For years, stingy employers have used the myth that geeks care only about technology -- and not money -- as an excuse to underpay and overwork them. If this dubious notion was ever true, it isn't any more, say experts. But money is only one of several key motivators, along with recognition from their peers, flexible work environments, or simply the opportunity and the tools to write tight code or solve a thorny problem.

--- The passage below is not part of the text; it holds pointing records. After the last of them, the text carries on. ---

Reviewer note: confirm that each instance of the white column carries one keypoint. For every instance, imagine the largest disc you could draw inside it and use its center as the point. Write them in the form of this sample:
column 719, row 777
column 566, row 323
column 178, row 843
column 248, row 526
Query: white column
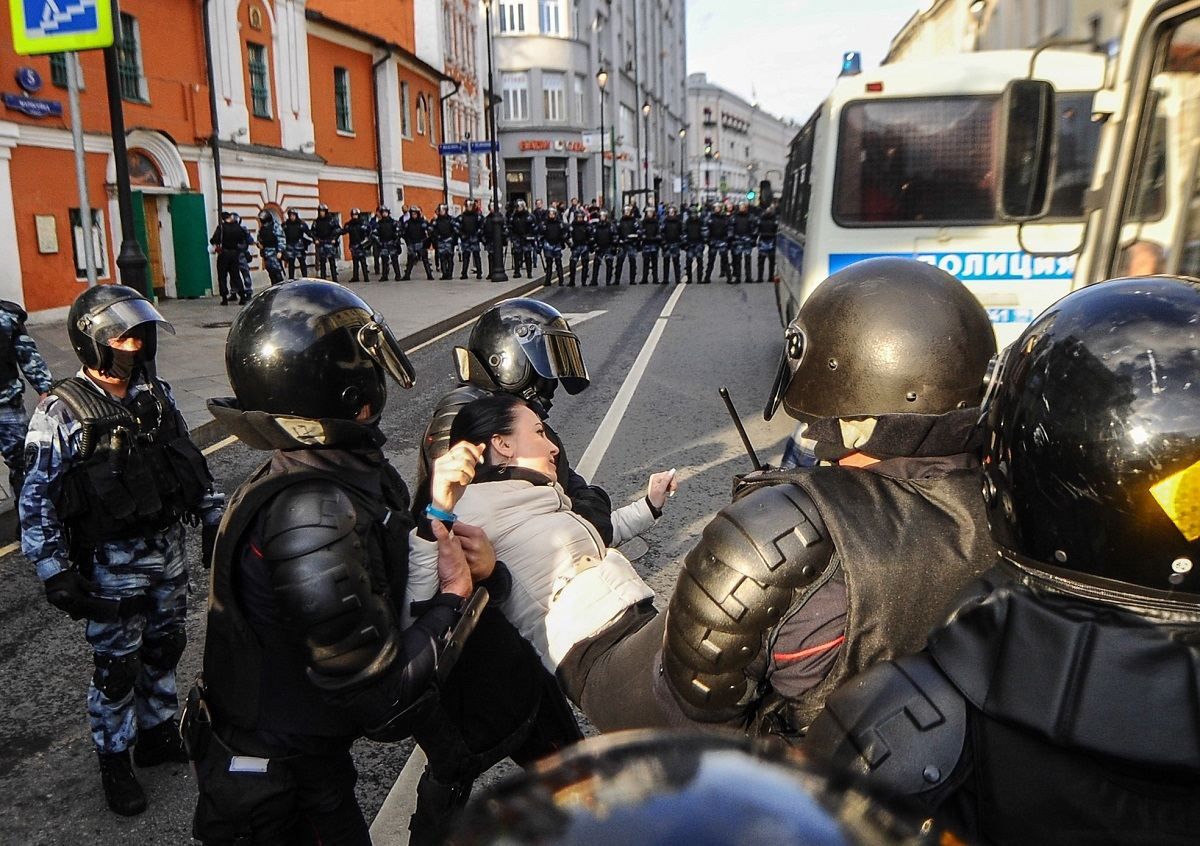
column 10, row 271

"Money matters, of course, but mostly as public reward for a job well done," says Munger. "Instead of an end-of-year holiday bonus, though, it's far better to walk into their work area with crisp $100 bills and reward victories throughout the year. For engineers who've spent extra time crashing on the job, I have sometimes bought a weekend getaway at a hotel resort for the whole family to enjoy after the project is done. Spouses appreciate that the company recognizes their sacrifice as well."
A job well done -- and recognized as such by management -- goes a long way to keeping the tech staff happy and motivated.
"Geeks build stuff, and there is no greater sense of achievement than seeing their app live and in use," says Devanshi Garg, COO for Icreon, a tech consulting and development company. "Give them visibility; show off photographs or promotion material of the project, share the usage statistics, and tell the stories at internal staff meetings or events. Don't forget to celebrate victories together."
Even simple praise can do the trick -- just as it does with the rest of the nongeek staff, notes Suddreth.
"The old adage that geeks like to stay hidden in the dark while hand jamming away at their computers is really a thing of the past," he says. "They want to be appreciated and recognized just like anyone else in the organization. So be sure and give them a shout-out when they do a good job."